Flatbush removes the occlusion cliff — the math won't choke as SOs grow. But the rendering cost shifts to Canvas 2D draw call volume. Each beginPath/fill/stroke cycle is a GPU state change under the hood. At 500 SOs that's roughly 1,500 fill() calls (white face polygons) and 6,000+ stroke() calls (edge segments). Canvas 2D batches poorly compared to WebGL.

When you'll feel it: ~200-300 SOs. Symptoms: uniform frame rate drop across the whole render (not just during rotation like the old occlusion hitch).

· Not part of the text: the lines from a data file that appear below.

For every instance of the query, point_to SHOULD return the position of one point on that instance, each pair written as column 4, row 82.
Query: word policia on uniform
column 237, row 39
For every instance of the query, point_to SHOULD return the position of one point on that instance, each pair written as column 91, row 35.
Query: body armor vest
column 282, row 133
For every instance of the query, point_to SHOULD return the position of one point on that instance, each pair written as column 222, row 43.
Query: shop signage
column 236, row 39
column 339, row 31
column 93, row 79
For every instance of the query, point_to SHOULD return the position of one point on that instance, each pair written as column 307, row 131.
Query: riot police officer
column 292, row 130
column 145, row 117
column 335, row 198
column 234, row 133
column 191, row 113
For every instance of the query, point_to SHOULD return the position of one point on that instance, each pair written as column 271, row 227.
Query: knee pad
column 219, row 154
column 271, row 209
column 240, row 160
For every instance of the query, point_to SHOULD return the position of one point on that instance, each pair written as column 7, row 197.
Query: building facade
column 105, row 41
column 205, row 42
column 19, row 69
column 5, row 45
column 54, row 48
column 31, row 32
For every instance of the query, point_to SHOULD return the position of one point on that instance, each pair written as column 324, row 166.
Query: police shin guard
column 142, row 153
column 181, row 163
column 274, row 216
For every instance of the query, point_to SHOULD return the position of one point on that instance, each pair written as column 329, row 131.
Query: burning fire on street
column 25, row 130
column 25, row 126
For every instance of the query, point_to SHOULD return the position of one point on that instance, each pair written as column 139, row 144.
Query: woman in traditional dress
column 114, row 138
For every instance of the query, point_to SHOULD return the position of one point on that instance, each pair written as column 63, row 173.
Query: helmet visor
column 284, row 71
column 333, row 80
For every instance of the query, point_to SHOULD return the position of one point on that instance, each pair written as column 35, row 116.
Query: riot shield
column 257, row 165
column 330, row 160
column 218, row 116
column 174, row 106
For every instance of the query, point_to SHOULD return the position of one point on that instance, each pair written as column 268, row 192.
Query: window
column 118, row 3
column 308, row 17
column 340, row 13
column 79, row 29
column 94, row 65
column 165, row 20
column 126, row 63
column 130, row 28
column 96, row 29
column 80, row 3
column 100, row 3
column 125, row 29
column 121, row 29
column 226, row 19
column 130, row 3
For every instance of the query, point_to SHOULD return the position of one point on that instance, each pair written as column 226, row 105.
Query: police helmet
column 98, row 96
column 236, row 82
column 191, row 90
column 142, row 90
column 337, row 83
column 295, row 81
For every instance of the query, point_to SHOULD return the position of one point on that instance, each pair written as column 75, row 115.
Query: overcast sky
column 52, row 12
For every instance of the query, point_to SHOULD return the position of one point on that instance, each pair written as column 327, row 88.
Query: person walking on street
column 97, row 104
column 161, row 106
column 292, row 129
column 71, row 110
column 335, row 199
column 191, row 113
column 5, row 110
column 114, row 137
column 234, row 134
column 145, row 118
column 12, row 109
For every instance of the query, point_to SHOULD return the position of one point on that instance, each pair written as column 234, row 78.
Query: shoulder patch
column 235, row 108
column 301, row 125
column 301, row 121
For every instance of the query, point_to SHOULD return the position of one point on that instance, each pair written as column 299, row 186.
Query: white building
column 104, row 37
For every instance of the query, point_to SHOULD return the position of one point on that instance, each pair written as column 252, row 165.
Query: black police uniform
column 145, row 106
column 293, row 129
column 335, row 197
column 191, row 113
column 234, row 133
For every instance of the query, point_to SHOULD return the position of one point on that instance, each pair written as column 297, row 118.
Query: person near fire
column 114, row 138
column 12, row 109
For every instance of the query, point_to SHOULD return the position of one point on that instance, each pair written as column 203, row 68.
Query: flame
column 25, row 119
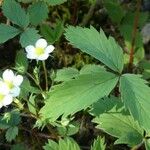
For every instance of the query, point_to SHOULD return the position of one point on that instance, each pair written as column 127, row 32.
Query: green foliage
column 120, row 125
column 64, row 144
column 66, row 74
column 38, row 12
column 55, row 2
column 29, row 37
column 79, row 93
column 11, row 133
column 99, row 144
column 21, row 62
column 97, row 45
column 52, row 34
column 17, row 15
column 135, row 94
column 7, row 32
column 115, row 11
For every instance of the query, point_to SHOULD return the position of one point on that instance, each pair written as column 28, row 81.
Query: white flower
column 12, row 81
column 40, row 51
column 5, row 97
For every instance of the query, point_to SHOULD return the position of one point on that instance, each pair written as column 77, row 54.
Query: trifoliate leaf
column 97, row 45
column 99, row 144
column 64, row 144
column 121, row 126
column 55, row 2
column 135, row 94
column 11, row 133
column 29, row 37
column 13, row 11
column 77, row 94
column 7, row 32
column 38, row 12
column 21, row 62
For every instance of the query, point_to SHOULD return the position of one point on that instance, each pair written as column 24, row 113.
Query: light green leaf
column 29, row 37
column 105, row 104
column 135, row 94
column 7, row 32
column 11, row 133
column 52, row 34
column 77, row 94
column 99, row 144
column 121, row 126
column 21, row 62
column 38, row 12
column 147, row 144
column 66, row 74
column 13, row 11
column 115, row 11
column 64, row 144
column 97, row 45
column 55, row 2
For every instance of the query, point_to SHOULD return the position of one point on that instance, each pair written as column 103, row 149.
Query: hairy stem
column 134, row 33
column 45, row 73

Mitigations, in order of effort:

FixWhat it doesEffort
Path batchingMerge same-styled segments into one beginPath/stroke cycle instead of one per edgeSmall — pushes ceiling to ~500+ SOs
OffscreenCanvas + WorkerRender off the main thread so UI stays responsiveMedium
WebGLOne draw call for all geometryLarge — architecture change

Path batching is the natural next step when canvas becomes the wall. Not urgent until scene complexity demands it.

WebGL: If We Ever Need It

We can't use WebGL's depth buffer for occlusion, not where it shines best. CPU does all the math (projection, occlusion with flatbush, segment splitting). WebGL just draws the results — one buffer upload, one draw call, done. The split is natural: occlusion is geometric reasoning about intervals (CPU work), drawing 10,000 line segments fast is GPU work.